Agricultual legislation changes coming

Agriculture Growth Act intended to provide farmers with greater access to new crop varieties.

  • Apr. 7, 2014 10:00 a.m.

Last month Parliamentarians met with Okanagan agriculturalists to discuss the proposed modernization of Canada’s agriculture legislation under the Agricultural Growth Act (Bill C-18).

Pierre Lemieux, Parliamentary Secretary to Agriculture Minister Gerry Ritz, and Ron Cannan, MP for Kelowna-Lake Country, met March 12 with key agriculture stakeholders to discuss the proposed legislation.

The government says the Agricultural Growth Act will modernize nine statutes that regulate Canada’s agriculture sector to bring them in line with modern science and technology, innovation and international practices within the agriculture industry.

The Act will strengthen and safeguard Canada’s agriculture sector, the federal government said in a press release, by providing farmers with greater access to new crop varieties, enhance both trade opportunities and the safety of agriculture products, and contribute to Canada’s overall economic growth.

The Act entered Second Reading on March 3.

Quick Facts

• Round table participants included Okanagan Cherry Growers Association, Okanagan Plant Improvement Corporation, as well as stakeholders from the greenhouses, fertilizers and tree fruits industries.

• Canadian fruit and vegetable farmers sold $1.7 billion worth of produce in 2013—an increase of 1.4 per cent from 2012.
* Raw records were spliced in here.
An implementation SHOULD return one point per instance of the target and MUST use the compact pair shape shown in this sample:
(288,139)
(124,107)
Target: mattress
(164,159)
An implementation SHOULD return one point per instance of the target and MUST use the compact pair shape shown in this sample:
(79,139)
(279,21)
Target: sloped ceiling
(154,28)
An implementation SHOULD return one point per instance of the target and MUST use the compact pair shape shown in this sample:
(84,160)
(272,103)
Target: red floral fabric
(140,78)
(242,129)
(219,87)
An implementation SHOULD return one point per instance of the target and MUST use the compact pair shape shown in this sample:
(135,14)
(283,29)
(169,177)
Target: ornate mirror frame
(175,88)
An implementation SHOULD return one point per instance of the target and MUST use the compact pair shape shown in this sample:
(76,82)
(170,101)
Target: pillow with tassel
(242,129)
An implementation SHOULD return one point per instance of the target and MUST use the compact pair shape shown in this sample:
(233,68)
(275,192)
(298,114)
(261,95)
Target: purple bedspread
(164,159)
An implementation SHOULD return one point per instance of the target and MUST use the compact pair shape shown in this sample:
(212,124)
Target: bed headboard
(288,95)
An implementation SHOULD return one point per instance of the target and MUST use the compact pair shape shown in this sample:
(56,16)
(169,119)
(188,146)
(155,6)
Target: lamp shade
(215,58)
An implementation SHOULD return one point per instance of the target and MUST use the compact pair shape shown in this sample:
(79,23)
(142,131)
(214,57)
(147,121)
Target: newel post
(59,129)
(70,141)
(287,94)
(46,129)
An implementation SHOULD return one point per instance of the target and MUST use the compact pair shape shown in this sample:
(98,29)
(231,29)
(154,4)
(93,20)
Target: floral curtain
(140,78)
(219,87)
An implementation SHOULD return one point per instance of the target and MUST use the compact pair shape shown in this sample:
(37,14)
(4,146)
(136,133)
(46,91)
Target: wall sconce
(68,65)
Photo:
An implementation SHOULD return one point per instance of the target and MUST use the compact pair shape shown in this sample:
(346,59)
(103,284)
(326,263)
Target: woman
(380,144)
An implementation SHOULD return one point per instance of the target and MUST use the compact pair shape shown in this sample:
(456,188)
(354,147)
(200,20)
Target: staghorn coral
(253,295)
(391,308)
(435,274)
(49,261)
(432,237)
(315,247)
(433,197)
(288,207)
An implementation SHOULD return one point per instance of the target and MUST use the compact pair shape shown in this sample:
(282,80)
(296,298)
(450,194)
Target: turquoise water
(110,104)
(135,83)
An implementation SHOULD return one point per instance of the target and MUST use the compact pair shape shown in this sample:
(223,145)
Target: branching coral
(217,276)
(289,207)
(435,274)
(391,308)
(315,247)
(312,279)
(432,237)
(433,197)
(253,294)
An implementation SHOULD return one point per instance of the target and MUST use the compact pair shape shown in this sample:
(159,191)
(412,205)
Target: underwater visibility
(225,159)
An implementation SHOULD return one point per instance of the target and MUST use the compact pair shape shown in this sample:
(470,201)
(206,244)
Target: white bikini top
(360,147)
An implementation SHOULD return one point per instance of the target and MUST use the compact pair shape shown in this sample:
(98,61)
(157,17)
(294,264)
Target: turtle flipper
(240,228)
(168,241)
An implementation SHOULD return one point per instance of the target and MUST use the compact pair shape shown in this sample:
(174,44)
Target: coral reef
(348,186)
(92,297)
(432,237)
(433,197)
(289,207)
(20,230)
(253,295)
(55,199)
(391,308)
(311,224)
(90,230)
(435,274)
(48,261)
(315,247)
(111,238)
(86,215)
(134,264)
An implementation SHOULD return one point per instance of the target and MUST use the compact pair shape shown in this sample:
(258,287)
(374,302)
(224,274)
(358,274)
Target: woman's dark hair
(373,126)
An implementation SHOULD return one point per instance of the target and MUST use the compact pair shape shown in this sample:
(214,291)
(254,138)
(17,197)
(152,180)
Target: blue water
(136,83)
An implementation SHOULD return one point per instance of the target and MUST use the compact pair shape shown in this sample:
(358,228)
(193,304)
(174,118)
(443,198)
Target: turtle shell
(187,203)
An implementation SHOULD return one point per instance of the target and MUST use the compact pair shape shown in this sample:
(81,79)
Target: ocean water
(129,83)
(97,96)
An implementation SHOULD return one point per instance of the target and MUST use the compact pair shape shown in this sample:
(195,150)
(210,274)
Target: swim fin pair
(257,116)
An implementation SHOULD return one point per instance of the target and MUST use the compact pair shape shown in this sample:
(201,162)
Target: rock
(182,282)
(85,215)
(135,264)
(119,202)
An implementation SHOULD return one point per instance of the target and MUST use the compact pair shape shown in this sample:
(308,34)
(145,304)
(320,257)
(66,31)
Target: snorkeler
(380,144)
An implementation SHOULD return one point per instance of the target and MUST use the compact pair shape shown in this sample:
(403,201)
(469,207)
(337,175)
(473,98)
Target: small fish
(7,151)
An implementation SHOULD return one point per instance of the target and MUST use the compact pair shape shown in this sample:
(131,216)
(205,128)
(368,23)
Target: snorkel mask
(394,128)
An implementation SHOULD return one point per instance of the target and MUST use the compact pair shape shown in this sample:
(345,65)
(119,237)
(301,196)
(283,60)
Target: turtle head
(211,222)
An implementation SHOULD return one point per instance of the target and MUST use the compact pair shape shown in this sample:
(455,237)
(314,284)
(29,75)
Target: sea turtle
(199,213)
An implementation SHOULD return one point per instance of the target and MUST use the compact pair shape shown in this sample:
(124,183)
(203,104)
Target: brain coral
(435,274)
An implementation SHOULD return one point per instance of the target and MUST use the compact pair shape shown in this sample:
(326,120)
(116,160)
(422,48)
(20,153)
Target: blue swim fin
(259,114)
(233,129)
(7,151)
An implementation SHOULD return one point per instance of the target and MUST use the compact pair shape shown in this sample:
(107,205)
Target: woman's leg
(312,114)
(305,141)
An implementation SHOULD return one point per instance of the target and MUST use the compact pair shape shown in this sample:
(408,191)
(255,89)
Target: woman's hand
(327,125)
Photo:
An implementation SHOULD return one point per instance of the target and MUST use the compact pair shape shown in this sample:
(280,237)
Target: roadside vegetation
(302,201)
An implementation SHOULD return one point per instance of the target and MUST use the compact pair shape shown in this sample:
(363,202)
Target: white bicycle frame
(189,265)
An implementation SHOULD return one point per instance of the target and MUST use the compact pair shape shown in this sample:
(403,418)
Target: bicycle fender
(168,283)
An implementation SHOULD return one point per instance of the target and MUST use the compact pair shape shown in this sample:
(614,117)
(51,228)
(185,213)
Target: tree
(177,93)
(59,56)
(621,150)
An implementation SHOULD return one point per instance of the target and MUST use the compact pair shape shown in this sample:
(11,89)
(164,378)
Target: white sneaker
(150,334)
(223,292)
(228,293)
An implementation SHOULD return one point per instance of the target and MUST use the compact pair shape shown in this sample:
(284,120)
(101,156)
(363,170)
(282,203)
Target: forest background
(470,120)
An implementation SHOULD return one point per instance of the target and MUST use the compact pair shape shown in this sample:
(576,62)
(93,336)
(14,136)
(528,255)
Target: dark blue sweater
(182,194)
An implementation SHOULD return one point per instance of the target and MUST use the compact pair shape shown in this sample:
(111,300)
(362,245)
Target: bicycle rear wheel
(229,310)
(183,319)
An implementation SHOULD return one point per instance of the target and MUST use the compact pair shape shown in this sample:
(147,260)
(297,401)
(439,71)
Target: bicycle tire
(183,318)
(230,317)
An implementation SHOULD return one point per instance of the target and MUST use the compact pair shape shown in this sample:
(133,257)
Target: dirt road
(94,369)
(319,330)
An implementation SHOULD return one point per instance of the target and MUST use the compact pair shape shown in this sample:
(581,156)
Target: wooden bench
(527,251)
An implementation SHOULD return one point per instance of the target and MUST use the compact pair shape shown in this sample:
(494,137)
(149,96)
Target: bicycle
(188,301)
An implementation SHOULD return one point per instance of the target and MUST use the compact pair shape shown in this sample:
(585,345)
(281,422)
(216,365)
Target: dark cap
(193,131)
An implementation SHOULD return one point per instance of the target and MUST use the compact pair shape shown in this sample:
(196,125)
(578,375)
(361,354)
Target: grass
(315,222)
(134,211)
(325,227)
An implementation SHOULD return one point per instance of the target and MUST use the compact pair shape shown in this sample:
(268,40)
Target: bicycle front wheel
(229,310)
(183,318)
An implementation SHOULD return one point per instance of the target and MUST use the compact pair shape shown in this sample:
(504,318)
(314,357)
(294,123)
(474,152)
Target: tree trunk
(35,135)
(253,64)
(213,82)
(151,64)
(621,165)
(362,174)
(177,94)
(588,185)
• Canada’s agriculture and food exports set a new record of $50.5 billion in 2013.

• Since 1992, there have been 232 fruit crop varieties protected under Plant Breeders’ Rights in Canada.

“Intellectual property rights and royalties are critical tools for ensuring the viability of Canadian breeding programs and continued research and development in tree fruits and berries,” said Nick Ibuki, general manager of the Okanagan Plant Improvement Corporation.

“Updating Canada’s Plant Breeders’ Rights Act will better serve not only the interests of domestic and international plant variety owners,” Ibuki said, “but also provide substantial benefits and choices to Canadian growers.”

President of the Canadian Horticultural Council Keith Kuhl, said: “As farms work to match production with the growing global population it becomes increasingly important that they have the tools needed to continue to increase production. New varieties are an important segment of this growth. Ensuring that our plant breeders’ rights regulations are aligned with our global trading partners is imperative.”

“Our government,” said Parliamentary Secretary Pierre Lemieux, “is working to level the playing field and create new market opportunities for our producers. Innovation is the cornerstone of a strong and profitable future for all agriculture sectors and will help our farmers to succeed in the global marketplace,” Lemieux said.

“Our government,” said Cannan, “knows that the agriculture industry plays an important role in creating jobs and driving growth here in the Okanagan.

“British Columbia is a top Canadian food producer,” said Cannan, “and our government will remain focused on the needs of industry to allow Okanagan-grown produce farmers to remain competitive in the global marketplace.”